In the ensuing chaos (have you ever tried to stand up while wearing
a JMC-issue spacesuit?), tempers had become somewhat frayed. Keto
had ended up storming off to find some kind of weapon with which to
remove the tongues, heads or preferably multiple limbs from Cleavage
and L'Ontar, and had only been distracted by a somewhat garbled
message from Holly saying something about Dictator Keto being
requisitioned once in the merry bay.
After several moments worried thought, Keto hazarded a guess that
this translated to Doctor Keto being required at once in the medibay,
and made his way with all due haste (i.e. a relaxed pace without much
worry) towards the room itself.
When the doors slid back, the sight that greeted him was partly
welcome, partly unwelcome. Welcome because, for once, his medibay
was being used as it had been intended to be used. Unwelcome because
that involved saving the lives of Dean Thomas and Alota Chrysler. It
could only have been made worse had it been Jay.

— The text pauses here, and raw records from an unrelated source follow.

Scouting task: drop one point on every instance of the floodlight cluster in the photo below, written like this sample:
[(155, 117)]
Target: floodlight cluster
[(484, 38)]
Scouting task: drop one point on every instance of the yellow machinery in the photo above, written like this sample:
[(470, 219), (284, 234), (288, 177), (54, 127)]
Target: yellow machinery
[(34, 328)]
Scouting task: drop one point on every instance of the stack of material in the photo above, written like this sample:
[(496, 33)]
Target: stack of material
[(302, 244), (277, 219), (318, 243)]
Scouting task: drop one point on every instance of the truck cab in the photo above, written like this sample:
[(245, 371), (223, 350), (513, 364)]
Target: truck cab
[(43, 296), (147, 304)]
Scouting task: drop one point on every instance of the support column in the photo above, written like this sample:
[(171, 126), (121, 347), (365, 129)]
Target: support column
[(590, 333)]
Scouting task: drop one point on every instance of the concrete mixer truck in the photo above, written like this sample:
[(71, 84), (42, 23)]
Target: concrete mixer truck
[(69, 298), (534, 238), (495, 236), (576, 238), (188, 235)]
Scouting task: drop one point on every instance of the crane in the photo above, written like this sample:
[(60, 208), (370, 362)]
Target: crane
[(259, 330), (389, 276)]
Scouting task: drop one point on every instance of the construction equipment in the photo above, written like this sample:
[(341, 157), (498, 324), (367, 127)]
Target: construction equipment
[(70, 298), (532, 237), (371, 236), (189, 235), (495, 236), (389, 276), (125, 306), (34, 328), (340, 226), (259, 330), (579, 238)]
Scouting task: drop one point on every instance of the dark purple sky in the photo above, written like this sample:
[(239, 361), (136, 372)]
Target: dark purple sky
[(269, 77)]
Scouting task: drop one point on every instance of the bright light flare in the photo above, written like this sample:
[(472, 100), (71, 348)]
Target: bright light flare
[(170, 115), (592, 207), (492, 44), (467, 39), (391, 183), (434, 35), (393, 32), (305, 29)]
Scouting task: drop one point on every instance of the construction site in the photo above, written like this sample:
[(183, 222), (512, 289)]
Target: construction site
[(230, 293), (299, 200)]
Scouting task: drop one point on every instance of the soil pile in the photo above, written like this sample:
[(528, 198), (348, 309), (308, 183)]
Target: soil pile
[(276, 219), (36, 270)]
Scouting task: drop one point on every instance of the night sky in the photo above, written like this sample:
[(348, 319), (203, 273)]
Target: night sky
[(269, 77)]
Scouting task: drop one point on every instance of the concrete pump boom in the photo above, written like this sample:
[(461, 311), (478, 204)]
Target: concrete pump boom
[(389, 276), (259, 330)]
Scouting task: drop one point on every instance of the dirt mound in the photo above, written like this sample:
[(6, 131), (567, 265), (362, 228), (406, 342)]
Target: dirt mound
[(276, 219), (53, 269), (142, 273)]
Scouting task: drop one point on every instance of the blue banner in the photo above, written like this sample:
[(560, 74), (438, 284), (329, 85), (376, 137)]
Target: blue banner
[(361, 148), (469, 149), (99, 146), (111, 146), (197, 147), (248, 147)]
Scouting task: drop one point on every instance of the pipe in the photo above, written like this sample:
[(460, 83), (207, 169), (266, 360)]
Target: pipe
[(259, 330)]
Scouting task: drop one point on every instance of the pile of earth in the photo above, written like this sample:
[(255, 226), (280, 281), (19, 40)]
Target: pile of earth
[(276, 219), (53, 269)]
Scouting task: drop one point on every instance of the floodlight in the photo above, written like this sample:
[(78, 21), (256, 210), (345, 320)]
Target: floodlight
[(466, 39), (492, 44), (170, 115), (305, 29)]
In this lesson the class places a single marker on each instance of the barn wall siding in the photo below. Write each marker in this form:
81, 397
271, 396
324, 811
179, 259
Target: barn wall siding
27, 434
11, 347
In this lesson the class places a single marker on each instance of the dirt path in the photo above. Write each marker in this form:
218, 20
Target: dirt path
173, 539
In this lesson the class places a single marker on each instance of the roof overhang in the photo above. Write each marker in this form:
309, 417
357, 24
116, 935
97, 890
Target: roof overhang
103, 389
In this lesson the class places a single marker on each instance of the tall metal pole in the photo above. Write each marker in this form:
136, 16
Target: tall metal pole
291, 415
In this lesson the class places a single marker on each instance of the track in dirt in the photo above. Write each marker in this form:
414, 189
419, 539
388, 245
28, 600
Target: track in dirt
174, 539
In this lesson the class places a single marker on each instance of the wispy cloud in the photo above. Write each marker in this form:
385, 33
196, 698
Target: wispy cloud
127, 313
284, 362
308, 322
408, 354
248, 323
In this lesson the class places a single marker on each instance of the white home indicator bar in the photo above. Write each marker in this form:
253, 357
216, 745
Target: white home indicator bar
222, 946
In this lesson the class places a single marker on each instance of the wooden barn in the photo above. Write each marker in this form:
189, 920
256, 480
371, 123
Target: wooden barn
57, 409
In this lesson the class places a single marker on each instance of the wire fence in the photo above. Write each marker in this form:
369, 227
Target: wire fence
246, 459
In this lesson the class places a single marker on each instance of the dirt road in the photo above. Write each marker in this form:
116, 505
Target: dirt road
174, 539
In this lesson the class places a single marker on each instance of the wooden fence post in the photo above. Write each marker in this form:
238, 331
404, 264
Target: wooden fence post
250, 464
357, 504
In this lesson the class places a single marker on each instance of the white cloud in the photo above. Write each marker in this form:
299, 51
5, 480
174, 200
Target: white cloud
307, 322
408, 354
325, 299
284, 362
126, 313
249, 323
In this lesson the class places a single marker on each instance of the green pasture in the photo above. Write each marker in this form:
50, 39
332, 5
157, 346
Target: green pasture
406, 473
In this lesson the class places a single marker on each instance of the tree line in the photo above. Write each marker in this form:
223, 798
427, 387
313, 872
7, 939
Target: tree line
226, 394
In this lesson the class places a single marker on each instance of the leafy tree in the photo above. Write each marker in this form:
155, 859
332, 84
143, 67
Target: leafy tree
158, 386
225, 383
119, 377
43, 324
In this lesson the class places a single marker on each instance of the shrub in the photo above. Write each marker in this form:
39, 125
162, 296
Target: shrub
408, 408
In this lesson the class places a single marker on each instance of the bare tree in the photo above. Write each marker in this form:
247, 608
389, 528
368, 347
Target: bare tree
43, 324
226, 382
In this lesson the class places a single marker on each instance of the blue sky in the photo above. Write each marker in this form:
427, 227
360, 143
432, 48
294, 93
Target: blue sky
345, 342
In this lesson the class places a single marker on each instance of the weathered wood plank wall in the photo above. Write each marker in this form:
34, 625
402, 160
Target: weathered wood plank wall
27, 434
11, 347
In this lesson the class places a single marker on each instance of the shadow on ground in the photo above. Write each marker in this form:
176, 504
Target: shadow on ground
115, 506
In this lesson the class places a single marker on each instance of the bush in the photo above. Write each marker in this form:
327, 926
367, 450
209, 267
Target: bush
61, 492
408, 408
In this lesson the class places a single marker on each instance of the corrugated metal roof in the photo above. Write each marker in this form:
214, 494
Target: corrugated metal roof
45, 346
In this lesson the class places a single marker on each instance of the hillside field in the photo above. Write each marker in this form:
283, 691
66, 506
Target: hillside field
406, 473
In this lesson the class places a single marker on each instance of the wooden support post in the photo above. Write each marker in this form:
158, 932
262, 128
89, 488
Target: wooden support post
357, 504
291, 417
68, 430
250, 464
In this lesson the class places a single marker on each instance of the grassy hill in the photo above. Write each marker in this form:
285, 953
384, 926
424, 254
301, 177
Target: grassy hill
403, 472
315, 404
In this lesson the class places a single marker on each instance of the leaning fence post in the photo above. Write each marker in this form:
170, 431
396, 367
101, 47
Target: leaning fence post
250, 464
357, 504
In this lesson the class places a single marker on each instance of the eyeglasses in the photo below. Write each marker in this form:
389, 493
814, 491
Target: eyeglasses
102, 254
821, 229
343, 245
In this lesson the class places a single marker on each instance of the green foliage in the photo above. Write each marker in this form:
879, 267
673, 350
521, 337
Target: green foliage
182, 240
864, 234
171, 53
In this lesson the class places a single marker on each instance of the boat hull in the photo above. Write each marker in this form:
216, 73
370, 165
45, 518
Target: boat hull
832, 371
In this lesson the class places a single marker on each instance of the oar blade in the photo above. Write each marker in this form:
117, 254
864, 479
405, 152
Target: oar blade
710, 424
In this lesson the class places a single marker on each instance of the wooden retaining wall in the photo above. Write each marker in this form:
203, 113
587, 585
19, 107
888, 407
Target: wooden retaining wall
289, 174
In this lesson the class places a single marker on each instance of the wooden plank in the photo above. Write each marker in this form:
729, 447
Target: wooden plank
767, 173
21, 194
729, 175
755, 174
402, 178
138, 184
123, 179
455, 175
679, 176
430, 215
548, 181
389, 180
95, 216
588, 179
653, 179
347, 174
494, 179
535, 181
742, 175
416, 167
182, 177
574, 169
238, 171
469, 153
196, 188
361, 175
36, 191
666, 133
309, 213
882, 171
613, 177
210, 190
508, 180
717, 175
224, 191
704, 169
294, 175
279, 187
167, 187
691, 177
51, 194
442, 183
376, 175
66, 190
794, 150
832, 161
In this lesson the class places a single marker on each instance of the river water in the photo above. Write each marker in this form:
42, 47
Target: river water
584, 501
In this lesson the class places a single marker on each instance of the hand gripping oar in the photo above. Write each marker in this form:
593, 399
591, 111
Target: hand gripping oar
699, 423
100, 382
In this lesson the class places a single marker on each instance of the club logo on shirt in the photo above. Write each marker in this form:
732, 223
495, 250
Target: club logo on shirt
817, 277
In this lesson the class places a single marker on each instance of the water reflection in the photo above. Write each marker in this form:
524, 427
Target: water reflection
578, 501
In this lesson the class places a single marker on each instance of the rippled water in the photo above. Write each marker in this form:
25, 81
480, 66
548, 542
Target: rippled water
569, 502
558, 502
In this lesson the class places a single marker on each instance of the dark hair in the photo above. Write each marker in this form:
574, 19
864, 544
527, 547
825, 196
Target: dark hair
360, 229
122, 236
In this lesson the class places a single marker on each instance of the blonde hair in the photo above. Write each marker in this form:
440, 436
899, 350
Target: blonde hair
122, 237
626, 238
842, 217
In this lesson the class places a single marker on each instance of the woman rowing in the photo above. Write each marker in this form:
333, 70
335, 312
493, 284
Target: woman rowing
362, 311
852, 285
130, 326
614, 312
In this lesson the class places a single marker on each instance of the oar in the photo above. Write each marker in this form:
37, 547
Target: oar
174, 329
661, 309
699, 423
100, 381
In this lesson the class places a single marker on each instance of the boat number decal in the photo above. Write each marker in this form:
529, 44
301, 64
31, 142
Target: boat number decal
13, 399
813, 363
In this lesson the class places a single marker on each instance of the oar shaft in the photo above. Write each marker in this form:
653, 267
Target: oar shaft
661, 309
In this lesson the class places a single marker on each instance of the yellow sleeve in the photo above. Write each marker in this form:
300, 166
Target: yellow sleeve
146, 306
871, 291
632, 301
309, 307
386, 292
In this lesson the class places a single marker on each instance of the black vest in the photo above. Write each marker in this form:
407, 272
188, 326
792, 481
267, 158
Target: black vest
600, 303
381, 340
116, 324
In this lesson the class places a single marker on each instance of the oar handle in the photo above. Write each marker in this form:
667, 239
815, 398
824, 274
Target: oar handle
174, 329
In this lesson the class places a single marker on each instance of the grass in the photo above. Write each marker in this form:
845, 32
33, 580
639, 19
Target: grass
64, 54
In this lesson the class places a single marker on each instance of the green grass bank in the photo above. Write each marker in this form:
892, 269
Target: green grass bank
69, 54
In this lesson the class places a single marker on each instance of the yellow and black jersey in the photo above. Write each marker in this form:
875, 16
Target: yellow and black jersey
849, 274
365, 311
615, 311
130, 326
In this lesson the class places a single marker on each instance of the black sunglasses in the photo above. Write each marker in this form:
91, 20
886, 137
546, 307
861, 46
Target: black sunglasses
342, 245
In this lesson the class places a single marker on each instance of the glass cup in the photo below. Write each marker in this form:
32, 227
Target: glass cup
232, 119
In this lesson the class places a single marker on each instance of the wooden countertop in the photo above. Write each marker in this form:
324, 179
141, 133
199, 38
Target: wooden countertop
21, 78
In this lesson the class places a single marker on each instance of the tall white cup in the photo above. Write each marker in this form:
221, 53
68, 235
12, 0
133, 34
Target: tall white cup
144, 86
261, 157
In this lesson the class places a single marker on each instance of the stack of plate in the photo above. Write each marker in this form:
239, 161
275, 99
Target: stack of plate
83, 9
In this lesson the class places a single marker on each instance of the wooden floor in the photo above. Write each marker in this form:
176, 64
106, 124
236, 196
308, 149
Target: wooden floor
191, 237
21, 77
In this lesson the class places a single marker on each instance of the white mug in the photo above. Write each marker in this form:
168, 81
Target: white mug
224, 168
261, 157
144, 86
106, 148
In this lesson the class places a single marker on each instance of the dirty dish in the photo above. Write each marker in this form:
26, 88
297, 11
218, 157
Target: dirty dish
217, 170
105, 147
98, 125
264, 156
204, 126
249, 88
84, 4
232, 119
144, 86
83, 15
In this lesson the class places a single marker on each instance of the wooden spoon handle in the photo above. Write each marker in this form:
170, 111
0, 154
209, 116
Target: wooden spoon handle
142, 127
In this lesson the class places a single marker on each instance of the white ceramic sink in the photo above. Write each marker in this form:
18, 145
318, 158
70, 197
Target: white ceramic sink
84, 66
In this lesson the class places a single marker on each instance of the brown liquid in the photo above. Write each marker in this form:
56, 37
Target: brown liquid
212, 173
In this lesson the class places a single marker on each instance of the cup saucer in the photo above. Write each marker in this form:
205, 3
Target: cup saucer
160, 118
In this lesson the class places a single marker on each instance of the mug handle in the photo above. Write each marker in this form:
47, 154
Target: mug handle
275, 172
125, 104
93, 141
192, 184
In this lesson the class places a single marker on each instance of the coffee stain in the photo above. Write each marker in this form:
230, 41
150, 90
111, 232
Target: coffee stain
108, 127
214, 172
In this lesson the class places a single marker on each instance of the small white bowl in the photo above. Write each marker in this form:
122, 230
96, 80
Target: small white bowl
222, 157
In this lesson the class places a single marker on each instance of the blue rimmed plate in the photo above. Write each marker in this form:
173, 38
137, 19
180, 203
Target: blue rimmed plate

"What're their situations?" asked Keto of Wildflower and the Tree,
who were dashing between the patients with remarkable efficiency
(though rather more twigs than were strictly necessary).
"Alota's stable, but comatose," replied Wildflower, "Dean's got a
broken arm, several strained muscles, a dislocated shoulder and a
trapped nerve in his upper spine. He's also been muttering about
toasties while unconscious."
"We can assume he hasn't been brain damaged, then," murmured
Keto, "No more than usual, I mean. You say Chrysler's stable?"
"Yes."
"What happened to her?"
"She had an anvil dropped on her head by the Easter Bunny."
There was a long pause, in which Keto glared at Wildflower for a
few moments and she stared back. Finally, Keto spoke.
"You're serious, aren't you?"
"Check with the captain if you don't believe me."
"No, no, fine, I'll let that go for now. So what's her report?"
"Minor skull fracture, her five uppermost vertebrae are all
compressed to some degree or another, extreme concussion, and her
hair's messed up," reported Wildflower, nodding sharply.
"Right," murmured Keto, "You keep an eye on Mrs Chrysler's
condition - I want to know if anything changes. We'll deal with
Thomas first. Tree, get the operating theatre ready, then get me
Shakespeare."
There was another pause.
"Yes, I know, I know, Shakespeare's blind," muttered Keto, "Forget
that. Get me Coffey."
"Get your own coffee."
"I *meant* the nurse, Wildflower!"
"Oh. She's left the ship."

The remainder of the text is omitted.